After closing stores in March due to the COVID-19 pandemic, Five Below reopened its locations in late April and consumers drove second quarter sales and earnings higher.
Net income was $29.6 million, or 53 cents per diluted share, the company stated, versus $28.8 million, or 51 cents per diluted share, in the 2019 second quarter.
Reopened period comparable sales— defined by Five Below as sales change for the days comparable stores operated in the quarter against sales for the same days in the prior-year period— increased 6% versus the period a year before, with stores increasing approximately 4% and e-commerce contributing approximately two points to the comparable sales increase. Comparable sales for the full quarter slipped 12.2% from the year-previous period, driven by a 19% decrease in comparable operating days. Net sales advanced 2.1% to $426.1 million in the quarter year over year. Operating income was $33.1 million versus $36 million in the year-past period.
A benefit from share-based accounting came in at three cents per share in the quarter versus one cent in the year-earlier period.

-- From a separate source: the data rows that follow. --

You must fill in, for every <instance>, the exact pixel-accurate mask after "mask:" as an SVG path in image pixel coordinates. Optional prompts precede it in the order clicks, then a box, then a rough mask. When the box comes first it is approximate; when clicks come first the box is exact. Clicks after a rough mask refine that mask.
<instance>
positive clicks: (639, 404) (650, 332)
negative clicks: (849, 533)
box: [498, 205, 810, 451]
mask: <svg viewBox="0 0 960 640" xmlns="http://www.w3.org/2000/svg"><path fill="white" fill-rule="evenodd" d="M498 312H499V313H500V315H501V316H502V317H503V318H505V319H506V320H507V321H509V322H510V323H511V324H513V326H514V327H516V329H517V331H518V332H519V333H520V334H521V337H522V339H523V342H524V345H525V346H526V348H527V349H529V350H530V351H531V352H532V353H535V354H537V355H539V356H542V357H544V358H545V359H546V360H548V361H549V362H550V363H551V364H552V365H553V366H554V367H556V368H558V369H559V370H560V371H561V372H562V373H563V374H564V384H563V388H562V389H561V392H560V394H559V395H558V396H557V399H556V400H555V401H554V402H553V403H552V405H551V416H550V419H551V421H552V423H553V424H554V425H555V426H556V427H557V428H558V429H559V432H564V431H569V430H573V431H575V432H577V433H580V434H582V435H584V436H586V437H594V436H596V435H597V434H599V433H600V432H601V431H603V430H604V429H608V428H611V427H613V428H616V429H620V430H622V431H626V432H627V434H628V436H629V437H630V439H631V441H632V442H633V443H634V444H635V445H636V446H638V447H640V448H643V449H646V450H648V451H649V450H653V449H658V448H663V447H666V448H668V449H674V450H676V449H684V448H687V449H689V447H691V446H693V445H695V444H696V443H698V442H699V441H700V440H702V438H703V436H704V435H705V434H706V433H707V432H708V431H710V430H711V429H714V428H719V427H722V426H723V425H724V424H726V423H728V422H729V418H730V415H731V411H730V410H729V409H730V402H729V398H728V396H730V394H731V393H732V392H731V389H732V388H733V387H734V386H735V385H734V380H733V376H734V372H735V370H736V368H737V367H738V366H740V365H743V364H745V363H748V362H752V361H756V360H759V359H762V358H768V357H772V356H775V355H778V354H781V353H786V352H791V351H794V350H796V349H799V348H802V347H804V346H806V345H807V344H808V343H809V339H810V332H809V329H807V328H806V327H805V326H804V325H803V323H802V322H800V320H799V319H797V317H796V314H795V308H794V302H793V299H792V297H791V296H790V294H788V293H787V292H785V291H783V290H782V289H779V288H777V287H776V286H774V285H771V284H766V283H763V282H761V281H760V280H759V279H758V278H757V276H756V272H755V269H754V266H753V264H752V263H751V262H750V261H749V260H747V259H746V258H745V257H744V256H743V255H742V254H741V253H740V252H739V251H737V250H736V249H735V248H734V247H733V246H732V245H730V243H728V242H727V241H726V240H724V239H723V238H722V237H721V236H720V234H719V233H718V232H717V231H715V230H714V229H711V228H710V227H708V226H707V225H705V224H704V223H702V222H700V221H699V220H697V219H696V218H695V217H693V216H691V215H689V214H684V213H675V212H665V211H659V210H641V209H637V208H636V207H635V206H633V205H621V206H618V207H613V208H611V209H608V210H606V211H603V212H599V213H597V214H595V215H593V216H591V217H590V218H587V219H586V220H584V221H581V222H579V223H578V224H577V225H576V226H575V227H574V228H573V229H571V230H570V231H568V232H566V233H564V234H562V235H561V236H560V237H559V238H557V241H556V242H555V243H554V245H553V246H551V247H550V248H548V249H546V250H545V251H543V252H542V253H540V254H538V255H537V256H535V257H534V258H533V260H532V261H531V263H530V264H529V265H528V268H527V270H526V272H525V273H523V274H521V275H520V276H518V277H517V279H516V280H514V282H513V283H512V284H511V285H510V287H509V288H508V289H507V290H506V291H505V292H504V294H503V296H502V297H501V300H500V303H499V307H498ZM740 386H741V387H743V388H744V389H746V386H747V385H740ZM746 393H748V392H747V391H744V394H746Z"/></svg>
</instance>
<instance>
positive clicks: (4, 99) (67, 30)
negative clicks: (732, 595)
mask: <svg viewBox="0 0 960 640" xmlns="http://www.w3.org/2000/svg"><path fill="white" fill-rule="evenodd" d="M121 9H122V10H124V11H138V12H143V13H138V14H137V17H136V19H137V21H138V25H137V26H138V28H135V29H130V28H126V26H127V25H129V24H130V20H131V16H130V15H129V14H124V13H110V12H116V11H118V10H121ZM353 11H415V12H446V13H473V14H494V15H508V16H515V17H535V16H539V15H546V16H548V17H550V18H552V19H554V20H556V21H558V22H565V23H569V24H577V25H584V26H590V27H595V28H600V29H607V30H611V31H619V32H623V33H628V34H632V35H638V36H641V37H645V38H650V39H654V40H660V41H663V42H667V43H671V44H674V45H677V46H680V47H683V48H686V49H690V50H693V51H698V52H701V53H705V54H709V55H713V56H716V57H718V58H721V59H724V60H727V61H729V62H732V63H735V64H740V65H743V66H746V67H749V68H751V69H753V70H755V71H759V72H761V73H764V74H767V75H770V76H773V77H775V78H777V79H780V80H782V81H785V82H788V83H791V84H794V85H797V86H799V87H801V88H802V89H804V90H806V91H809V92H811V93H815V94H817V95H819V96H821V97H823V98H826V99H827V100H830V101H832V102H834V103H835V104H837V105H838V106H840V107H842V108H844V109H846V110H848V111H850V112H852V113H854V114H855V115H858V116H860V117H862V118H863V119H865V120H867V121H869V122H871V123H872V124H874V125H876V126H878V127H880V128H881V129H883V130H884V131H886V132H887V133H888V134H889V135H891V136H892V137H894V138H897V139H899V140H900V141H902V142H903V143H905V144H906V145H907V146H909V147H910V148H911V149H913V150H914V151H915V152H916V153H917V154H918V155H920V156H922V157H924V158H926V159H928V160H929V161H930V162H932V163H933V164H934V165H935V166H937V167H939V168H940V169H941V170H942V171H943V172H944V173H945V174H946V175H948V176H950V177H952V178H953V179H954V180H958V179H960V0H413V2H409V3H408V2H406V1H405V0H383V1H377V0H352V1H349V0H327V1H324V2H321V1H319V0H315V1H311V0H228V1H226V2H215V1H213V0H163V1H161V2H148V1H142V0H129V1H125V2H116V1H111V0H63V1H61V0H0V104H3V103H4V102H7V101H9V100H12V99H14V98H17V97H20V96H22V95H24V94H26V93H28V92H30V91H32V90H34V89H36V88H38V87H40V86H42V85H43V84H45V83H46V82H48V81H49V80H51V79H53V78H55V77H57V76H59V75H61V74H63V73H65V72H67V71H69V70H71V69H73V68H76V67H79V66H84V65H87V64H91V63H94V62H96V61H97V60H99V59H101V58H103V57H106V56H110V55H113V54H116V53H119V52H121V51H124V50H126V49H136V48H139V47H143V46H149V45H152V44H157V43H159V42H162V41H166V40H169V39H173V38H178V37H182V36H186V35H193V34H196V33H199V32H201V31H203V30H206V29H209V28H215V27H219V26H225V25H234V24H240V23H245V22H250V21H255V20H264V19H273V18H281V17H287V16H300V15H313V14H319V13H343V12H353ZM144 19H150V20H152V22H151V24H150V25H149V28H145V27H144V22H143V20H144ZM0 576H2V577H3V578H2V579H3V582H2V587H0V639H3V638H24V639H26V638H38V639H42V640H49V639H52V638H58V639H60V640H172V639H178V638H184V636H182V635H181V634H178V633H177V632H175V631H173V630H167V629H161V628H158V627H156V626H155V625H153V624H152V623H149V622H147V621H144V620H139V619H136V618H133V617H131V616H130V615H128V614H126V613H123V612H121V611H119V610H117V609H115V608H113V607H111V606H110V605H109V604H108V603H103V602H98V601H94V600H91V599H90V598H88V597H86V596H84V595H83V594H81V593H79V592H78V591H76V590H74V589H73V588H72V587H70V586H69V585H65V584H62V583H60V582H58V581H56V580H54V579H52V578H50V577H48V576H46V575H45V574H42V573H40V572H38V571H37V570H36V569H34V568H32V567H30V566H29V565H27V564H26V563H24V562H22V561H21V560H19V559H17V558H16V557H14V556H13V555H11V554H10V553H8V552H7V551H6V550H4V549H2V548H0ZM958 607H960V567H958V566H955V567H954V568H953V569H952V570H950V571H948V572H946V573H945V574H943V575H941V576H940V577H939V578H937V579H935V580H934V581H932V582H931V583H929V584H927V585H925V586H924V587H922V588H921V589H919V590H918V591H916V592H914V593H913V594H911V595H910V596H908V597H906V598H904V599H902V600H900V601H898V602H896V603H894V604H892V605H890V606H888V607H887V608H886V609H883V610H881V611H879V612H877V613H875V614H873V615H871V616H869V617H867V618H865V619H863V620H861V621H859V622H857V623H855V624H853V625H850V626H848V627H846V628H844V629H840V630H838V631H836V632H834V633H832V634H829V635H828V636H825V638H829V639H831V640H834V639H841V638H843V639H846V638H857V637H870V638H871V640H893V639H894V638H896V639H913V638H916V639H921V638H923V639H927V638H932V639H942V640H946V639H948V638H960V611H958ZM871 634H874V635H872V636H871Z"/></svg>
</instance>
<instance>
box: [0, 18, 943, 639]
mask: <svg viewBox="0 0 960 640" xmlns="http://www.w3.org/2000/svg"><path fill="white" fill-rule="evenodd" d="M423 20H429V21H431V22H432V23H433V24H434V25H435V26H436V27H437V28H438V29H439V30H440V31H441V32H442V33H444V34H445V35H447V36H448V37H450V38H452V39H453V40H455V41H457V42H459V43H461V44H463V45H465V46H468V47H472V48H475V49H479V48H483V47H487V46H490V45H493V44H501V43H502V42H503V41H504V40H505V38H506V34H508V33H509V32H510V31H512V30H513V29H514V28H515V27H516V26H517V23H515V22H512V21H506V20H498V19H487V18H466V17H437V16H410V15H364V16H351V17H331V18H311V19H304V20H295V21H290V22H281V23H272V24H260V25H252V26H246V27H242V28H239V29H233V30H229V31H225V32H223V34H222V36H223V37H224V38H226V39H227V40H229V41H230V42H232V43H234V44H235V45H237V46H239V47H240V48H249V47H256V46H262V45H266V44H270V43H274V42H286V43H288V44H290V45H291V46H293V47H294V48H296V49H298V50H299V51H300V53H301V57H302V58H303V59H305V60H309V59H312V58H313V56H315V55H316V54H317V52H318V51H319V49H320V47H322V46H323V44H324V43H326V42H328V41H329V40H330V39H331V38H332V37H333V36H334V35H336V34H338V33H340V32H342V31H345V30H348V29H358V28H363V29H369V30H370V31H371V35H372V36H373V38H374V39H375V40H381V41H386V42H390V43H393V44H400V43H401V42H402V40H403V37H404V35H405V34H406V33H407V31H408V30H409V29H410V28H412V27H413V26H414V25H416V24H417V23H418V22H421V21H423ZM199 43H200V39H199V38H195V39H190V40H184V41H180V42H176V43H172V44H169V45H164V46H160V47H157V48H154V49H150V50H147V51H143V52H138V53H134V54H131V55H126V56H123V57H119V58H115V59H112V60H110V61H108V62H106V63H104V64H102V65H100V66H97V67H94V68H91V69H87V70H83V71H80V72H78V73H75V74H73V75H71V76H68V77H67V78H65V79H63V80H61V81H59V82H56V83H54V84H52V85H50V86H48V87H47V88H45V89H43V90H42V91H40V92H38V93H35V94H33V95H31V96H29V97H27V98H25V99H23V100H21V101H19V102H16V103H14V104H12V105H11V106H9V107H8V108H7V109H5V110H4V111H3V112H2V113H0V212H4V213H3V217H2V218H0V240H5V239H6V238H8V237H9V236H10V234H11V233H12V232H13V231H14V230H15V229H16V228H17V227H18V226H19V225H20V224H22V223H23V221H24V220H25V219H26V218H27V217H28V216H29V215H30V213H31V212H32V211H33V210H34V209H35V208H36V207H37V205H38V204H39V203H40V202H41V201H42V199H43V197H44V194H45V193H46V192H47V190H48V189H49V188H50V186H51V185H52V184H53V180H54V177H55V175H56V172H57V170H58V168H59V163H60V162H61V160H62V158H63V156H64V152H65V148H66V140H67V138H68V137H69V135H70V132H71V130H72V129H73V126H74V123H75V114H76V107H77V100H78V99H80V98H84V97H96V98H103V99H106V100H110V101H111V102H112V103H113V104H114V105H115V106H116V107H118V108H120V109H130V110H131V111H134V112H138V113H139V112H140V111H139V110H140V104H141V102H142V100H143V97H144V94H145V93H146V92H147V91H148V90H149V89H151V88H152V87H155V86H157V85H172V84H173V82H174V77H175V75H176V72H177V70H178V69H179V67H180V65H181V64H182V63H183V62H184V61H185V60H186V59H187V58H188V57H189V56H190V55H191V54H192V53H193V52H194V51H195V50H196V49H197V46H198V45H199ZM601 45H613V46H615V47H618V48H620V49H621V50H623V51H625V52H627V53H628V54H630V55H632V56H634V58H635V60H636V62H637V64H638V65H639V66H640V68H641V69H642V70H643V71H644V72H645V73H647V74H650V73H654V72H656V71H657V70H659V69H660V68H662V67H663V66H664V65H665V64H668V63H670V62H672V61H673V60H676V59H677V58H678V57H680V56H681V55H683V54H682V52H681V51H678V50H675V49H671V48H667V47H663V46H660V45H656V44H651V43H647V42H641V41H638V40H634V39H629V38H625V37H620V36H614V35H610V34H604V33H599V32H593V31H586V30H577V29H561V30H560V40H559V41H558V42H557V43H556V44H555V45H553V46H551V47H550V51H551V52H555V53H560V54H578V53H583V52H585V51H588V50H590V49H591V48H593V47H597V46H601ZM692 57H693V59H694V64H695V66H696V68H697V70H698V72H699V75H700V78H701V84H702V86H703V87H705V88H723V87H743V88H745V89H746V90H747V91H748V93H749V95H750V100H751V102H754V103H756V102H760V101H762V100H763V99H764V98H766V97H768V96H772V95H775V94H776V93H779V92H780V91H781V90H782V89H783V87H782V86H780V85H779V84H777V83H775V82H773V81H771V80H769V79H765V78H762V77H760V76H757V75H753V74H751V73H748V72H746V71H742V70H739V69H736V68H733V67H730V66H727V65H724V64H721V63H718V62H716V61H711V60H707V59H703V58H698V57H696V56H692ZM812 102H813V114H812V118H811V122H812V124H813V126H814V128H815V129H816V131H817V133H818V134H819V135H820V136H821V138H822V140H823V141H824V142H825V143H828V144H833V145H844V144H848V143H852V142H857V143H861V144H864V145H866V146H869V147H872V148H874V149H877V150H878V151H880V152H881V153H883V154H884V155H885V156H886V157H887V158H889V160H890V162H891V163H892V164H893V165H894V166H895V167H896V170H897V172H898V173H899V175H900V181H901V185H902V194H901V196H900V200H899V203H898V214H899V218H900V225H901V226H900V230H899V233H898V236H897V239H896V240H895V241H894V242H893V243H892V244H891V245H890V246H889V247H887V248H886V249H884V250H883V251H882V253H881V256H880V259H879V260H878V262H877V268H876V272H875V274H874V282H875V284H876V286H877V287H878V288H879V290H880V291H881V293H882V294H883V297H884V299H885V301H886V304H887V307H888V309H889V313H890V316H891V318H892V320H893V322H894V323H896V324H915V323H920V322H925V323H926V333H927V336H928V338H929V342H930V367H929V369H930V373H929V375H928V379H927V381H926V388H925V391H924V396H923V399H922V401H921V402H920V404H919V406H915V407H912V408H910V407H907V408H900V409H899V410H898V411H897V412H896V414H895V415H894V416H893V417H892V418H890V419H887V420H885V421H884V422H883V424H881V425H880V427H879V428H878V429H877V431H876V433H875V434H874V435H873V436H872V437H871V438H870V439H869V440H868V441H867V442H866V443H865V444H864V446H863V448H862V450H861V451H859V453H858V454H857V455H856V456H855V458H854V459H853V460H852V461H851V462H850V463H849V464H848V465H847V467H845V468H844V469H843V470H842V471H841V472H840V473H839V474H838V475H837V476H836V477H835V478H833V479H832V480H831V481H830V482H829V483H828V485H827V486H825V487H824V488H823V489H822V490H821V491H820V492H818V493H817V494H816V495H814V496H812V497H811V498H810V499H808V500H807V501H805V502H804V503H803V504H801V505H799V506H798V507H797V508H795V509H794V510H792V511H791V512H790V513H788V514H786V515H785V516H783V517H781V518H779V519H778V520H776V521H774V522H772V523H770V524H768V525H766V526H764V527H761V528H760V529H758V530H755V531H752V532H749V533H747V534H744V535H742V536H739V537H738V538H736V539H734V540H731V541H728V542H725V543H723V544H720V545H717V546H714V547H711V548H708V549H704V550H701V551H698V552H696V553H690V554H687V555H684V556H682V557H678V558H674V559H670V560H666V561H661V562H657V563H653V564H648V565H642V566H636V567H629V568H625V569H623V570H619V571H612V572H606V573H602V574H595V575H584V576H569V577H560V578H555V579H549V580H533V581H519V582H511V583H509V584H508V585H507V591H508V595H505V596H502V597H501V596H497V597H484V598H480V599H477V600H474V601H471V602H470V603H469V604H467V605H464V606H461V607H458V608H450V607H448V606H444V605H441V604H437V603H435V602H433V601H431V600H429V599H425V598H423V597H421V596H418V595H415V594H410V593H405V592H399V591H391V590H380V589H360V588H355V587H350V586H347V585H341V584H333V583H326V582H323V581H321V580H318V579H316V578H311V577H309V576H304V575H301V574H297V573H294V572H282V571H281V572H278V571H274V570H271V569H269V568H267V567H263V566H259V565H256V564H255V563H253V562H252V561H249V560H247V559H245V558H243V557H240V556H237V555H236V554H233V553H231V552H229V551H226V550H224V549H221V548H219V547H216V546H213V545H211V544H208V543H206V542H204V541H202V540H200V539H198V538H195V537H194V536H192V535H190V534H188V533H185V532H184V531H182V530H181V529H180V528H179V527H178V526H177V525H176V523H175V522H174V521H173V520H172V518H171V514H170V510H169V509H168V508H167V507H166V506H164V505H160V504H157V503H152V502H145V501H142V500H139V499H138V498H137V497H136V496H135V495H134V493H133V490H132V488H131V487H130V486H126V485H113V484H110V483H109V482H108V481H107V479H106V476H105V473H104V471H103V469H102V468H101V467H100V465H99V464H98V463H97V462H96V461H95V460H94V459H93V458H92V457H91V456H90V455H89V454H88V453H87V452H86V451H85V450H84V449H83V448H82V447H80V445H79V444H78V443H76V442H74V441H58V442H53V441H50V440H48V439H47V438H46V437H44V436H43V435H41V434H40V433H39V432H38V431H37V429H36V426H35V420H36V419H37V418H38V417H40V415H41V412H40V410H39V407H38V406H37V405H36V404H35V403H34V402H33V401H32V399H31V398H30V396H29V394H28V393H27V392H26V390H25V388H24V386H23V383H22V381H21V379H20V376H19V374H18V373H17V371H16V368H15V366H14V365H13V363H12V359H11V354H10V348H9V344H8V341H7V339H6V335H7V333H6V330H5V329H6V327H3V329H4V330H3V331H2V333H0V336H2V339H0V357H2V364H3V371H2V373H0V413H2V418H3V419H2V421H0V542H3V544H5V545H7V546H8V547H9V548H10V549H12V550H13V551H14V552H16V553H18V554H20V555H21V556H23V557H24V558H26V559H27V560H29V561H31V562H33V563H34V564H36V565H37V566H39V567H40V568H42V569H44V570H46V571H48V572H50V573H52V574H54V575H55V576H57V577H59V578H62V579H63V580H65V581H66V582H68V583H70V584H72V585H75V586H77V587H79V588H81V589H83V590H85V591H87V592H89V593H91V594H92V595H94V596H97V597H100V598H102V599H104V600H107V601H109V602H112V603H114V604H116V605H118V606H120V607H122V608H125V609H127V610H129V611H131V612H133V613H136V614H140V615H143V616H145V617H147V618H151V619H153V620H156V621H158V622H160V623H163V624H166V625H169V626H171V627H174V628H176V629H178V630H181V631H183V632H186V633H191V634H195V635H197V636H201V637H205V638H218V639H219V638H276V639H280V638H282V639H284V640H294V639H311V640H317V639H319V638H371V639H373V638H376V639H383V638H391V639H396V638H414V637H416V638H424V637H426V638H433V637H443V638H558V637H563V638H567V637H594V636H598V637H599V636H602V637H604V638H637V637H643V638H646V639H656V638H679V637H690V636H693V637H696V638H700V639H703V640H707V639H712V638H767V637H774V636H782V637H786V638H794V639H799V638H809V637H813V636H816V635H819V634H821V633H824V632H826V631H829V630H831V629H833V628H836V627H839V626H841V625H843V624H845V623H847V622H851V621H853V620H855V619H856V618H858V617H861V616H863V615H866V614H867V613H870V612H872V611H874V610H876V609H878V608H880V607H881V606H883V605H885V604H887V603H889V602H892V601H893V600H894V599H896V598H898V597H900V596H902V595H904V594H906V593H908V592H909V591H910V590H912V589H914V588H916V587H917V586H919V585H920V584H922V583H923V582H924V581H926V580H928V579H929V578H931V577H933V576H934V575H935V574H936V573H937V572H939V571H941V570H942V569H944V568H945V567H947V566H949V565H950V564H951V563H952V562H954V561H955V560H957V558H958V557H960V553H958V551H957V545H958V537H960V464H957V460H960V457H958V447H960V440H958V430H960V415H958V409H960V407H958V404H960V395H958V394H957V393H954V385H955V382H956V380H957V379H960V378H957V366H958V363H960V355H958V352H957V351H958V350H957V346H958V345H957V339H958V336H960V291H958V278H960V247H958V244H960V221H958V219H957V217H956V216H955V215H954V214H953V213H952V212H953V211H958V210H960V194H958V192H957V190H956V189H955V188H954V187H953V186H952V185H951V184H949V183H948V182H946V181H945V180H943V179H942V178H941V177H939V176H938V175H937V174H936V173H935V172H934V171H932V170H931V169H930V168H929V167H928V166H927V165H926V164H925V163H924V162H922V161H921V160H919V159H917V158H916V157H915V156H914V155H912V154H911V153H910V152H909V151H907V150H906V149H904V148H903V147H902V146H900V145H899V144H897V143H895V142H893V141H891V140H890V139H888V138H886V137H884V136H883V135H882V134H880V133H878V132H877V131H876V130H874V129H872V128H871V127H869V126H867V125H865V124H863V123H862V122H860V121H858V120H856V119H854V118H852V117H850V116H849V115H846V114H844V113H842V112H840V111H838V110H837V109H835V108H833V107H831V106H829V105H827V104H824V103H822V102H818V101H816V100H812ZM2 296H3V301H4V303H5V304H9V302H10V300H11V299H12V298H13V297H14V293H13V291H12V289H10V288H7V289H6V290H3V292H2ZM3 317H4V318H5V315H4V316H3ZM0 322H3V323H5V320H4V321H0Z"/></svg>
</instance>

Joel Anderson, president and CEO, said, “I am proud of the execution of the entire Five Below team and the results we delivered against a challenging backdrop. We swiftly responded to new and changing operating conditions, safely reopening our chain while opening 63 new stores across 24 states, accelerating our digital strategy and ensuring the relevance of our merchandise assortment and marketing messages to reflect the current environment, including a focus on essential items. In addition, we simultaneously made significant strides on the foundational initiatives that underpin our growth strategy, namely in people, systems and infrastructure, to drive long-term, sustainable growth. The third quarter is off to a strong start, and we are focused on the all-important holiday season. The work we have done in preparing our stores for a safe and efficient customer experience, as well as our expanded digital capabilities, is serving us well. Our teams are quickly adapting and constantly innovating to ensure that we continue to delight customers with amazing product at incredible values, and we feel good about our positioning for the second half of the year.”